Toti invece precipita proprio. E senza paracadute: Noi Moderati sfonda a malapena il 2% a casa sua, e nemmeno in tutti i collegi. Una mazzata per chi sperava proprio nel traino ligure per superare il 3% nazionale (e invece è sotto l’1%, il che significa “voti dispersi” e di conseguenza nessun peso, neanche minimo, nella coalizione). I tempi delle regionali 2020 sembrano lontanissimi. Altre elezioni, altri loghi, certo. Ma allora il nome di Toti era assicurazione di vittoria, oggi è stato ininfluente. E i territori più arrabbiati (ah, la sanità…) gli hanno gridato tutto il loro disappunto, con percentuali shock. Toccherà a Toti ora porsi domande, e cercare correttivi. Altrimenti altro che terzo mandato, il rischio è di trasformare in un inferno già il secondo.
Cos’altro dicono le urne? Che non si votano più le idee, ma le persone. Come Meloni, come Giuseppe Conte. L’avvocato del popolo ha resuscitato un MoVimento che sembrava già morto. Soprattutto al Sud, certo, ma in Liguria ha comunque raggranellato un 12,8% con rassicurante distacco dalla Lega.
Si votano i leader. Chi non lo ha capito è il Pd: ha puntato su Letta, ed è stato punito. Un mese a mettere in guardia sul pericolo fascista, “votate noi per non far vincere Meloni”. Un unico, triste ritornello ripetuto anche da Orlando, per 30 minuti, nella chiusura di campagna a Savona. In un mese non un’idea, non una proposta. Poi ci si meraviglia dell’astensione. E’ tempo di cambiare: Stefano Bonaccini al timone, Elly Schlein a fare la sinistra. Se si deve perdere, almeno lo si faccia con idee proprie. E si gettino nuove fondamenta.
Infine il terzo polo. Deluso anche lui. I numeri dicono che se Letta, Conte, Calenda&Renzi si fossero uniti invece di farsi campagna contro avrebbero vinto. Se avevano tanta paura dell’onda nera, se davvero il ritorno del fascismo era tanto pericoloso da puntarci una intera campagna elettorale, non unirsi per arginarlo è stata una mossa suicida e irresponsabile.

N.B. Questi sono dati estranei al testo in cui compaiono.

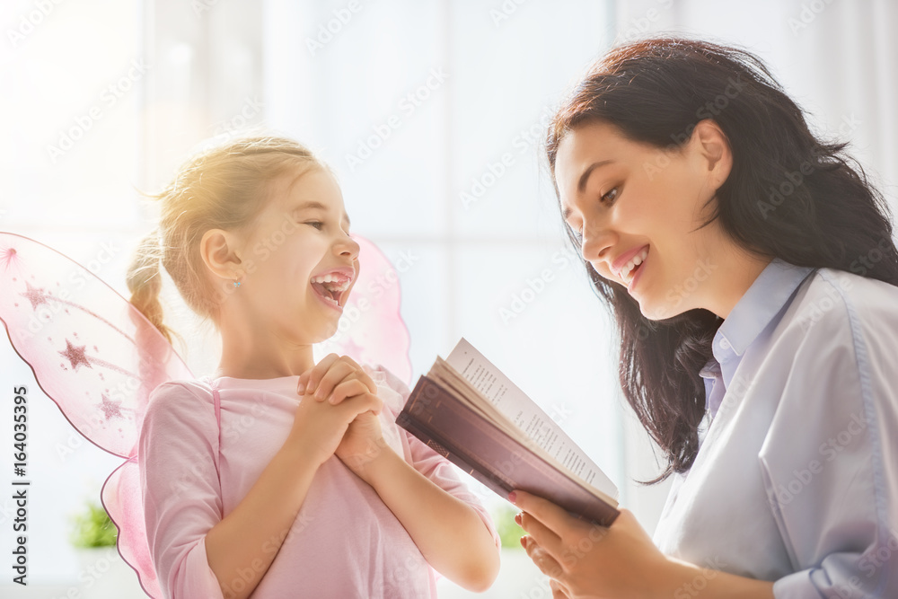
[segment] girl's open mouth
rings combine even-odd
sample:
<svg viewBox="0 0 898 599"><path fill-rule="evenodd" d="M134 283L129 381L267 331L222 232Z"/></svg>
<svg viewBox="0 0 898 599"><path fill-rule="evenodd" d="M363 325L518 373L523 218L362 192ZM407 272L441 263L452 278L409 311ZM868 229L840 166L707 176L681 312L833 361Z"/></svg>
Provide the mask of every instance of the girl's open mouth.
<svg viewBox="0 0 898 599"><path fill-rule="evenodd" d="M353 277L342 270L329 272L312 277L312 288L325 304L336 310L343 310L348 296Z"/></svg>

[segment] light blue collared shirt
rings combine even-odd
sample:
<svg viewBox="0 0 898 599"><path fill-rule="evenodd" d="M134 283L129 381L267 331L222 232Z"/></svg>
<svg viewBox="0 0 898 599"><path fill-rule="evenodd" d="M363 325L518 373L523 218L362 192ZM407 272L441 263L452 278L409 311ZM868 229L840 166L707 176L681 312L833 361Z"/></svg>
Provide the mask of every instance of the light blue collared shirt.
<svg viewBox="0 0 898 599"><path fill-rule="evenodd" d="M656 532L776 597L898 597L898 287L774 260L714 337Z"/></svg>

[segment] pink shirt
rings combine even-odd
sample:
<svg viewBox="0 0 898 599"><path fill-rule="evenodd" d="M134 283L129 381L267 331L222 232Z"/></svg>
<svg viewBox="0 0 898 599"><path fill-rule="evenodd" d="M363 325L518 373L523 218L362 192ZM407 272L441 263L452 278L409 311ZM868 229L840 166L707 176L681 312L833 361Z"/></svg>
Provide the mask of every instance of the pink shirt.
<svg viewBox="0 0 898 599"><path fill-rule="evenodd" d="M369 374L384 404L384 439L418 471L471 506L498 546L489 515L452 464L396 426L408 388L384 370ZM283 445L298 402L297 379L218 379L220 446L206 383L172 382L154 391L140 435L140 474L150 553L166 597L222 597L206 557L206 533L237 507ZM337 456L316 472L280 550L277 540L269 550L277 554L251 595L257 599L436 596L435 571L414 541ZM243 584L238 577L228 586L238 591Z"/></svg>

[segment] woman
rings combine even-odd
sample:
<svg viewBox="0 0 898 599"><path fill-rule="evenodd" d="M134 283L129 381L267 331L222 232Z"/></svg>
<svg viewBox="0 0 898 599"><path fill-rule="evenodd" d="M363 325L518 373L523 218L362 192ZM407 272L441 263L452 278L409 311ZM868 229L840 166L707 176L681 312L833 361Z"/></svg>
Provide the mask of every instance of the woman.
<svg viewBox="0 0 898 599"><path fill-rule="evenodd" d="M655 543L513 493L555 597L898 596L898 251L844 147L690 40L612 50L559 110L559 208L674 481Z"/></svg>

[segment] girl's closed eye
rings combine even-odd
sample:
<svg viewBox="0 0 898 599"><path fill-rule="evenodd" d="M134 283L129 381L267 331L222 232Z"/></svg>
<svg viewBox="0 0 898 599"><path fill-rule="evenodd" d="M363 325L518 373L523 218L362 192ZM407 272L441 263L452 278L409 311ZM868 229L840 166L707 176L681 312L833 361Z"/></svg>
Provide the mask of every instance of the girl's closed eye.
<svg viewBox="0 0 898 599"><path fill-rule="evenodd" d="M618 198L618 196L620 195L621 195L621 186L618 185L612 187L611 189L608 190L607 193L602 195L601 197L602 203L613 204L614 200L616 200Z"/></svg>

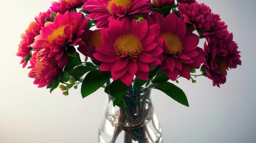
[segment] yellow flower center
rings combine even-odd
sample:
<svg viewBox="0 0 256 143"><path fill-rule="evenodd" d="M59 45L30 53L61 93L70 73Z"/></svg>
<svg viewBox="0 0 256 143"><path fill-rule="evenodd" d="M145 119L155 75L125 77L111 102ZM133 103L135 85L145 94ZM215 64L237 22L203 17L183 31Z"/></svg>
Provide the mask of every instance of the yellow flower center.
<svg viewBox="0 0 256 143"><path fill-rule="evenodd" d="M132 0L111 0L108 2L107 9L108 10L109 13L112 13L112 4L115 4L117 6L121 5L123 7L126 8L132 4Z"/></svg>
<svg viewBox="0 0 256 143"><path fill-rule="evenodd" d="M36 63L35 65L35 69L36 69L36 75L37 78L40 77L40 74L42 73L42 70L45 68L45 66L43 65L43 62L40 61L40 60L38 59L36 60Z"/></svg>
<svg viewBox="0 0 256 143"><path fill-rule="evenodd" d="M63 37L65 35L64 32L64 29L66 25L63 25L54 29L52 33L47 37L50 44L52 44L52 42L54 40L56 40L59 36Z"/></svg>
<svg viewBox="0 0 256 143"><path fill-rule="evenodd" d="M227 76L227 58L222 56L217 56L217 63L219 71L222 74Z"/></svg>
<svg viewBox="0 0 256 143"><path fill-rule="evenodd" d="M136 58L143 50L143 44L139 38L133 34L126 34L117 38L114 47L120 57L126 54Z"/></svg>
<svg viewBox="0 0 256 143"><path fill-rule="evenodd" d="M102 46L101 42L101 32L100 29L97 29L94 30L94 32L92 34L92 37L88 41L88 44L94 47L98 47Z"/></svg>
<svg viewBox="0 0 256 143"><path fill-rule="evenodd" d="M170 52L175 54L181 52L183 50L183 42L176 34L166 32L161 34L160 37L164 38Z"/></svg>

A meno che non fosse solo una scusa, e si sia preferito lasciare agli avversari la patata bollente di un governo che dovrà affrontare da subito periodi complicati, tra politica estera, caro energia, Pnrr da gestire. Il rischio di perdere il consenso è dietro l’angolo. Magari per questo sono scappati tutti, ognuno a rincorrere i suoi guai, lasciando campo libero al centrodestra.